The shock announcement came via the Holy See’s daily bulletin, November 11. It stated simply:
Quote:The Holy Father has relieved from the pastoral governance of the Diocese of Tyler (U.S.A.) H.E. Msgr. Joseph E. Strickland and appointed the Bishop of Austin, H.E. Msgr. Joe Vásquez, as the Apostolic Administrator of the vacated diocese.
Bishop Strickland had been formally asked to resign by Pope Francis, in a request that came via the papal nuncio Cardinal Cristophe Pierre. Strickland declined this request, but now – upon the direct order of the Pope – is vacating his diocesan see.
Per Canon 416 [New Code of Canon Law], a diocesan see is normally made vacant by the bishop resigning, transferring, dying, or having a “privation” made known to him by the Pope. The Pope’s ability to remove a diocesan bishop is not without many restrictions: indeed, he can only issue a “privation” on the bishop exercising his office by following the precise and exacting confines of Canon Law.
The respected Canonist Edward Peters has outlined that the commentaries on Canon 416 he examined all “regard a bishop’s ‘privation’ of office as being possible only in the face of guilt for ecclesiastical crimes (say, canonically illegal actions in regard to ecclesiastical property, contra cc. 1377 or 1389).”
Peters notes that the Pope does not appear to have the power to “remove” a bishop under Canon 416, but that a “privation” is indeed possible. He writes: “While ‘removal’ is a general way to lose ecclesiastical office (cc. 184, 192-195) not necessarily implying canonically criminal conduct, ‘removal’ from episcopal office does not, strictly speaking, seem possible under Canon 416, only privation (c. 196) seems possible, and such action implies guilt for ecclesiastical crimes.”

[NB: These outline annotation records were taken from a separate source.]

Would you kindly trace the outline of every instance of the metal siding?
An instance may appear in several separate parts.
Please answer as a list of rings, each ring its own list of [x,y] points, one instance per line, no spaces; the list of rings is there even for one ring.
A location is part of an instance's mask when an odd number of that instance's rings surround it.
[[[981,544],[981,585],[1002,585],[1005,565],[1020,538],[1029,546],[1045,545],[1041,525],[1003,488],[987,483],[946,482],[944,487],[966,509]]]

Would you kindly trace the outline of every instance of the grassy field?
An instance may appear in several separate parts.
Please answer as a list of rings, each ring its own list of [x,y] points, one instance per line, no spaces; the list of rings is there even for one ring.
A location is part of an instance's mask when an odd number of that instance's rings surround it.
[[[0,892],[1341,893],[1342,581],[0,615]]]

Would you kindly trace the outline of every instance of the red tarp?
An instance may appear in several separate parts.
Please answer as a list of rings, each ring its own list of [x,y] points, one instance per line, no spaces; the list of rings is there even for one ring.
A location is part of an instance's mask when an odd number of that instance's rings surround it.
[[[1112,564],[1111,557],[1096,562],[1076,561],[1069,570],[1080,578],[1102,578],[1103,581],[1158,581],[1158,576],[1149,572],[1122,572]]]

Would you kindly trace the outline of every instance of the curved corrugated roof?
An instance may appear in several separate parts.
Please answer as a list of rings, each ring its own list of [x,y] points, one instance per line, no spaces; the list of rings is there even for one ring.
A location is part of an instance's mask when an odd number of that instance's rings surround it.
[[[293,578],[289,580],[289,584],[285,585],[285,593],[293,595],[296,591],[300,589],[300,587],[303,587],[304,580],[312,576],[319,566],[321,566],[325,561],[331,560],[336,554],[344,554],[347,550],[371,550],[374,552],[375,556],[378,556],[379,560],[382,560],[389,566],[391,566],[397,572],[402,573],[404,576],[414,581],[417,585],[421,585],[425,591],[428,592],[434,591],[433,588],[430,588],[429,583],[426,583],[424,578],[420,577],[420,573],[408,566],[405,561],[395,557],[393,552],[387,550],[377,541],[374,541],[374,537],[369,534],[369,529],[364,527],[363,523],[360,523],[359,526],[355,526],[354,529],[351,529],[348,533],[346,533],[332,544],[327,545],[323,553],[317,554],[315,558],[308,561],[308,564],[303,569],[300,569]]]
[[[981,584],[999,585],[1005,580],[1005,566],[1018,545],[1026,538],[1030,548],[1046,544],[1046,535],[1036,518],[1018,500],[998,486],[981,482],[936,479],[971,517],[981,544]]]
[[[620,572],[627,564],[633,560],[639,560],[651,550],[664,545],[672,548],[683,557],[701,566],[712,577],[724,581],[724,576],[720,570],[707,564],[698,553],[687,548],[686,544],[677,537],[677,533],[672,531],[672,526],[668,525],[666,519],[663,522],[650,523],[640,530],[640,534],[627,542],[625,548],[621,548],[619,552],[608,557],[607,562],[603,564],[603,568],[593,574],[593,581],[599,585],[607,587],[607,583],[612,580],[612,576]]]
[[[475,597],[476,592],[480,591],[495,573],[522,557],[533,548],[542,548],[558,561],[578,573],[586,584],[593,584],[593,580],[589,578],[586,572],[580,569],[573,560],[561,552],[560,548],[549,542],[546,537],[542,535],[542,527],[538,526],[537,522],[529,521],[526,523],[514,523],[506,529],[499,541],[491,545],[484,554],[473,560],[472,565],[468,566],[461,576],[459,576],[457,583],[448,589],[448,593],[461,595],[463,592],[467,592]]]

The striking move by Francis comes against one of the most forthright and vocal bishops in the United States, who has drawn considerable support both from within and without his diocese for his promotion of traditional Catholic teaching.
Strickland and his diocese have been the subject of much scrutiny among the Catholic media ever since it was revealed that he was subject to an apostolic visitation in June 2023. His visitation was conducted by two retired bishops: Bishop Dennis Sullivan of Camden, New Jersey, and former Bishop Gerald Kicanas of Tucson, Arizona.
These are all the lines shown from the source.